He has outlived seven British monarchs, 36 American presidents and untold numbers of people who bet against him. And this month, Jonathan the giant tortoise added another chapter to his extraordinary life by defeating a crypto scammer.
Jonathan, a Seychelles giant tortoise believed to be around 194 years old, has called the grounds of Plantation House on the remote South Atlantic island of St Helena home since 1882. He holds the Guinness World Record as the oldest known living land animal on earth and appears on the island’s five-pence coin. He is, in every sense, a living legend.
So when a social media account on April 1 this year posted a message impersonating Jonathan’s longtime veterinarian Dr Joe Hollins, claiming the great tortoise had died overnight, the world took notice. The post spread rapidly across social media, prompting an outpouring of grief from fans around the globe.
There was just one problem. Jonathan was absolutely fine.
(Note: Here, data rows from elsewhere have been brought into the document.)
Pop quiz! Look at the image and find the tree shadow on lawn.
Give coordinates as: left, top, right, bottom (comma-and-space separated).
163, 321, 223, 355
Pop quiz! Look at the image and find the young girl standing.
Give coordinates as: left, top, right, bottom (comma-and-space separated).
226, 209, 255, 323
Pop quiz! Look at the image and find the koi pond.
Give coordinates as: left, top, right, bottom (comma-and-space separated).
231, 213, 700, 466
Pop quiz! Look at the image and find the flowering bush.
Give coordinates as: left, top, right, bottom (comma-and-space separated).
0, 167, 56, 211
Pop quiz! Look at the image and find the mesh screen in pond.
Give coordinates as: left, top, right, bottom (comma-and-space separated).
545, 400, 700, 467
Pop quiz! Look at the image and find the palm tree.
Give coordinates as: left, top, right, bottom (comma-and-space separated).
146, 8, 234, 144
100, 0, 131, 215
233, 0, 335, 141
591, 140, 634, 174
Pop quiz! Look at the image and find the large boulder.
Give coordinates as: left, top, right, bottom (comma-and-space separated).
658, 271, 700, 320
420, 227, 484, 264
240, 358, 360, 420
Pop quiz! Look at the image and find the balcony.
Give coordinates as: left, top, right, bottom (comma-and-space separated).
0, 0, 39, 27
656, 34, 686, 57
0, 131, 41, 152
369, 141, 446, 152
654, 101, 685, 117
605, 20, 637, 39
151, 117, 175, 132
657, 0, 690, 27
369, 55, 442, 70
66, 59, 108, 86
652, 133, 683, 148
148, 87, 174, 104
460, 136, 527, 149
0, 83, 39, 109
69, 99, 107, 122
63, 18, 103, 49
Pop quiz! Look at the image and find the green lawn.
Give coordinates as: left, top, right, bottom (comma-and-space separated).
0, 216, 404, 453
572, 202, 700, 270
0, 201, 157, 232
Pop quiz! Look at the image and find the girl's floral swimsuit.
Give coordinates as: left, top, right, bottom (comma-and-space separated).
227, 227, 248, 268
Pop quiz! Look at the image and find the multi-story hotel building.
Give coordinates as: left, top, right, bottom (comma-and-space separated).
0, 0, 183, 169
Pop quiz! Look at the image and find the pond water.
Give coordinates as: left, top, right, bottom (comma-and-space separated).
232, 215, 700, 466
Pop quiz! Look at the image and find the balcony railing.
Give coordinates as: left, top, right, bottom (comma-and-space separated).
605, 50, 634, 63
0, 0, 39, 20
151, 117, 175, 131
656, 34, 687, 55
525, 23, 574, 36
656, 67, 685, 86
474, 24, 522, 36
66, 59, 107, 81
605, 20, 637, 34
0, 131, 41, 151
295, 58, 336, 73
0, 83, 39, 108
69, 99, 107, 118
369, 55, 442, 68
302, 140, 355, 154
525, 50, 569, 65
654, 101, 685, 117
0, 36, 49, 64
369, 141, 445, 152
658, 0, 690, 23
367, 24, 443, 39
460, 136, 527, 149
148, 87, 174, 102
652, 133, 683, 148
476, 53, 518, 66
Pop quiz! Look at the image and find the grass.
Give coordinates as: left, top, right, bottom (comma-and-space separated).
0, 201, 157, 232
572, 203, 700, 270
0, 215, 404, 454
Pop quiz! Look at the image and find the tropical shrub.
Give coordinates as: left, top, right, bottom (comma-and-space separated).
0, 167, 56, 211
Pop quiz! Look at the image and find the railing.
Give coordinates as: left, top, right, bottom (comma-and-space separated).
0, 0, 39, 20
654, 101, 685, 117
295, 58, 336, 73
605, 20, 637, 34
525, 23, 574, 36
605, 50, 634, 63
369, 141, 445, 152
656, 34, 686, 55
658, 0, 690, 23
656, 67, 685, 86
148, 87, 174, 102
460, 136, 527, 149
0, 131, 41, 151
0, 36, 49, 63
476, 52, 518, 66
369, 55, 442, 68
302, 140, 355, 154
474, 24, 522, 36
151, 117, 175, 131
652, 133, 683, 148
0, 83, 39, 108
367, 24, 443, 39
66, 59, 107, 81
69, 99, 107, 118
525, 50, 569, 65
The fake account had used the announcement of his death to solicit cryptocurrency donations in the subsequent chaos. Dr Hollins quickly confirmed the account was fraudulent and that his famous patient was very much alive and well. The Governor of St Helena, Nigel Phillips, went on NPR to set the record straight.
“He never fails to impress,” said Dr Hollins. “Even when he is asleep, just the sheer size of the fella gets people interested.”
“He is alive and well,” the Governor confirmed, to audible laughter. “May he make his 200th.”
For your clients seeking something genuinely off the beaten track, St Helena is a destination unlike almost anywhere else on earth.
Reached by a weekly flight from Johannesburg, the tiny British overseas territory sits in the middle of the South Atlantic and is one of the most remote inhabited places on the planet.
Best known as the island where Napoleon spent his final years in exile, it is also home to Georgian architecture, dramatic volcanic terrain, whale shark swimming and, of course, Jonathan.
Jamestown, St. Helena
His hearing remains excellent and he is particularly drawn to the sound of human chatter. He has a well-documented habit of disrupting croquet games by sitting on the balls, and in his younger days regularly escaped his enclosure and was brought companion tortoises after officials concluded he was acting up out of loneliness.
He has been blind from cataracts for years and lost his sense of smell a decade ago. None of this appears to have slowed him down.
If you are looking for a story that sells itself, it is hard to beat a 194-year-old tortoise who survived a crypto scam, outlasted an emperor and still gets excited when tourists come to say hello.